The available methods to draw cut lines and regions are listed below:

/// Draw a vertical line at the specified X value, spanning the currently-drawn histogram.
/// See note in DrawCutLine() about legends being re-drawn when calling this function.
/// If addarrow is set to true, then an arrow indicating the direction of the cut is drawn.
/// arrowdir respects the following options:
/// l : Draw the arrow pointing to the left
/// r : Draw the arrow pointing to the right (default)
/// arrowpos specifies the fractional length along the cut line to draw the arrow at, measuring
/// from the bottom of the line.

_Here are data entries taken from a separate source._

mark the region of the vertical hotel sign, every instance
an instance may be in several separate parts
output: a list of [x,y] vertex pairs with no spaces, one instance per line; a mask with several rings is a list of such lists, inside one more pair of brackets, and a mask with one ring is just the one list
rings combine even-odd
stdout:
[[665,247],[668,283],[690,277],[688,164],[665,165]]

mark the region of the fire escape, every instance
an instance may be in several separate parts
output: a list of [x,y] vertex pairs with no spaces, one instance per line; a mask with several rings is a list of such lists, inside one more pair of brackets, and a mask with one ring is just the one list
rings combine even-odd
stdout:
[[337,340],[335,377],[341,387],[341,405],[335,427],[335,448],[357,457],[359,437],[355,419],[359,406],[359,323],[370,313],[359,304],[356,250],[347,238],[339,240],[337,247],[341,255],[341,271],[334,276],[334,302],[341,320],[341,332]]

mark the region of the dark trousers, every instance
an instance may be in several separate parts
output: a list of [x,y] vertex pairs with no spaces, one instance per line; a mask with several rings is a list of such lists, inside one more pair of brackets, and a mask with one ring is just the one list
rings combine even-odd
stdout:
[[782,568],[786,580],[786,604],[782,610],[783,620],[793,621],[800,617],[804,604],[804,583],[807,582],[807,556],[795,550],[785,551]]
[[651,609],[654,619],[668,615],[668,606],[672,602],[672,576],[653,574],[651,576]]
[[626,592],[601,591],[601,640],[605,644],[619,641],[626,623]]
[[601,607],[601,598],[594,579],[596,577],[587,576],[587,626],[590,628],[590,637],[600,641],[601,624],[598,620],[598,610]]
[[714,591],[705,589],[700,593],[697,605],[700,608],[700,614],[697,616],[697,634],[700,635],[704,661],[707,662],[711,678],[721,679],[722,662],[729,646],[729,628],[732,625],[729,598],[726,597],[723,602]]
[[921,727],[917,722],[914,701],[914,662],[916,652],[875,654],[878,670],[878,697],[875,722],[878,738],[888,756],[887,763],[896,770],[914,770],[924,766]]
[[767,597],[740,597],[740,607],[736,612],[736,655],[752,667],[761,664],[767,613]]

Defaults to half way along.
void DrawCutLineVertical(double xval, bool addarrow = false, std::string arrowdir = "l", double arrowpos = 0.5);
/// Draw a horizontal line at the specified Y value, spanning the currently-drawn histogram.
/// See note in DrawCutLine() about legends being re-drawn when calling this function.
/// If addarrow is set to true, then an arrow indicating the direction of the cut is drawn.
/// arrowdir respects the following options:
/// u : Draw the arrow pointing upwards (default)
/// d : Draw the arrow pointing downwards
/// arrowpos specifies the fractional length along the cut line to draw the arrow at, measuring
/// from the left end of the line. Defaults to half way along.
void DrawCutLineHorizontal(double yval, bool addarrow = false, std::string arrowdir = "u", double arrowpos = 0.5);
/// Draw an abritary line between two points. If a legend had already been created by the
/// DrawingTools, and drawn on the current pad, it is re-drawn. This means that the line
/// does not cover it up.
void DrawCutLine(double xmin, double ymin, double xmax, double ymax);
/// Draw a box defined by the minimum and maximum points. The opt parameter specifies,
/// among other things, which sides of the box to draw:
/// t : draw the (t)op of the box
/// b : draw the (b)ottom of the box
/// l : draw the (l)eft of the box
/// r : draw the (r)ight of the box
/// nochop : Don't constrain the sides of the box to stay within the current axes.
///
/// See note in DrawCutLine() about legends being re-drawn when calling this function.
void DrawCutRegion(double xmin, double ymin, double xmax, double ymax, std::string opt = "tblr");
/// Draw an arrow between two points. If a legend had already been created by the
/// DrawingTools, and drawn on the current pad, it is re-drawn. This means that the line
/// does not cover it up.
void DrawCutArrow(double xmin, double ymin, double xmax, double ymax);
/// Set the color of lines drawn with the DrawCut* functions.
void SetCutLineColor(int col) { _cut_line_col = col; }
void SetCutLineColor(EColor kCol) { _cut_line_col = kCol; }
/// Set the width of lines drawn with the DrawCut* functions.
void SetCutLineWidth(int width) {_cut_line_width = width;}

For example we can plot the muon candidate MIP likelihood before the PID cut and add an arrow to show which cut is made:

root [14] draw.SetTitleX("muon candidate MIP likelihood")
root [15] draw.Draw(data,mc,"selmu_likemip",50,0,1,"particle","accum_level>4")
root [16] draw.DrawCutLineVertical(200,true,"r")
cutarrow.png

Create file with event numbers for a given selection

There are function to extract the the event numbers for a given selection, which can be very useful to create skimmed files:

// Print the event number of a specific selection
void PrintEventNumbers(TTree* tree, const std::string& cut, const std::string& file="", int refana=-1);
void PrintEventNumbers(DataSample& sample, const std::string& cut, const std::string& file, int refana=-1);

When calling the following function:

root [14] draw.PrintEventNumbers(default,"mu_mom>100 && mu_mom<200","events.list")

the file events.list is produced with the following content:

90200000,0,607
90200000,0,918
90200000,0,2142
90200000,0,2716
90200000,0,3312
90200000,0,3546
90200000,0,4746
90200000,0,6095
90200000,0,6187

where the first number is the run, the second subrun and the third the event number.